Lastly, it seems ironic that Democrats, being the alleged "party of science," would be so quick to jump onto the legalization bandwagon when many of the long-term effects of pot are not yet fully understood, and the states that have permitted recreational use disclose shoddy results at best.  The sort of empirical scrutiny they apply to issues like climate change and religion seems to vanish once marijuana becomes the subject of debate.  Many of their political leaders who run their campaigns on legalization often point to the failure of the war on drugs, which is perfectly legitimate.  So why don't they propose decriminalization of the drug but maintain current federal draconian measures on punishing the suppliers?

Most Americans have dispensed with the worldview that drug usage itself is inherently wrong and have instead adopted the stance that drug addiction should be treated like a disease.  But we have not moved away from consigning moral culpability to the supplier, who remains a menace to society.  Federal laws certainly can be overhauled that would grapple with this modern perspective, but there is absolutely no reason at this juncture to jump the gun to full-blown legalization.  Lacking concrete evidence of its long-term effects, as well as the ambiguous results from states that have so far served as laboratories of experiment, it would appear that if they wish to uphold their empirical mantle, liberals should wait longer for the data to run its course and then make a decision after careful, systematic examination.

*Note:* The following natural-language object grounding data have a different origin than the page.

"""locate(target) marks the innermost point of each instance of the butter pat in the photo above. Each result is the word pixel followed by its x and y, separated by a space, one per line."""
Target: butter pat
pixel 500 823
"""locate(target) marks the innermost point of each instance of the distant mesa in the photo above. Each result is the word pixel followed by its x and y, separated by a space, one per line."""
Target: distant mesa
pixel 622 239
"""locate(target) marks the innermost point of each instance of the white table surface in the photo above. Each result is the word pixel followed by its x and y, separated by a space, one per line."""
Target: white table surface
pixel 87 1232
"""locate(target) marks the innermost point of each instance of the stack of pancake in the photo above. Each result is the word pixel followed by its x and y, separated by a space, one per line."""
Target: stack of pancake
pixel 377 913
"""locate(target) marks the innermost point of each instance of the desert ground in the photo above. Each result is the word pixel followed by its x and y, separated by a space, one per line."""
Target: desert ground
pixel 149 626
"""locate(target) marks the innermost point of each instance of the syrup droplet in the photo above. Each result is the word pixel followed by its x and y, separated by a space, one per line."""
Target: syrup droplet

Libertarians likewise should take a guarded outlook when evaluating Colorado, their magnum opus.  Indeed, tax revenues are up – but at what cost?  Is the inevitable uptick in pot users an opportunity cost worth having for such revenues?  Given its novelty, the wider societal implications are not fully explored, and the economics of the issue is far from definitive.  Meanwhile, as we as a nation cope with a heroin epidemic of historic proportions, it would seem odd to buy into the pro-legalization argument when, in fact, there is bountiful evidence to suggest that many addicts of hardcore drugs like heroin and cocaine began with marijuana.  That is not to suggest that marijuana is a gateway drug, and yes, there is plenty of evidence that most pot users do not become heroin addicts.  Yet there nonetheless is a plethora of evidence that heroin and cocaine addicts started out with marijuana and alcohol.  This equally applies to alcoholics and addicts of prescription painkillers, whose conditions often worsen once marijuana, which exacerbates pre-existing conditions, is brought into the picture.

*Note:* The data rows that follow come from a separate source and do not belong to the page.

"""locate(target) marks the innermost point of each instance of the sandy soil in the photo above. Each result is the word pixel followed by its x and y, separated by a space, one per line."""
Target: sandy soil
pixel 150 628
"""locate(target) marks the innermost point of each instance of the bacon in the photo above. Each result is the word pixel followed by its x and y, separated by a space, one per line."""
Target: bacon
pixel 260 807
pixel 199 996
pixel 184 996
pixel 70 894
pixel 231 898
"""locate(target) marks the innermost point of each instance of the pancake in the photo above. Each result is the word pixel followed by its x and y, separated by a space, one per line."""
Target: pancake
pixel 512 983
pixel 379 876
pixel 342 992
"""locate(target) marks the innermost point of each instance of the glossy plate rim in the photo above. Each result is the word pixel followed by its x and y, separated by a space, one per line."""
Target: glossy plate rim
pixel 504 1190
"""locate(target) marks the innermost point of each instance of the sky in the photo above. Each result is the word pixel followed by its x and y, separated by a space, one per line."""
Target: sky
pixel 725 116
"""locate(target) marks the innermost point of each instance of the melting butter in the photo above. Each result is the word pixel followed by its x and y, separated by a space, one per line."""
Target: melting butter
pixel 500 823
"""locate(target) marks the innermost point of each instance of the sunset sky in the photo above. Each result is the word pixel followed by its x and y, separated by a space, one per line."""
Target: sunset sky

This is not to say that the pro-legalization movement is completely wrong in its motives.  There were many errors committed over an extended period of time by the so-called prohibitionists, and there is undoubtedly a lot of blame to go around.  However, Jeff Sessions and others who maintain the stance that legalization should remain off the docket ought to be praised for their hard-line stance, not excoriated.  There is still too much we don't know.

The changes in public sentiment have been primarily driven by emotions, not facts.  The pro-legalization movement must do away with the fallacy that pot is perfectly benign and move beyond their desire to get high for enjoyment's sake.  It's probably true that most of the potheads who back legalization aren't truly looking out for the poor man with Parkinson's, but are simply searching for an outlet to channel their own desire for altered consciousness into a more socially acceptable end.

This may be the crux of the issue: more people in modern times are searching for an escape from the material world.  If that is true, our focus should then ultimately be on the profounder problems of modernity, not on the superficial mechanism through which we can artificially escape it.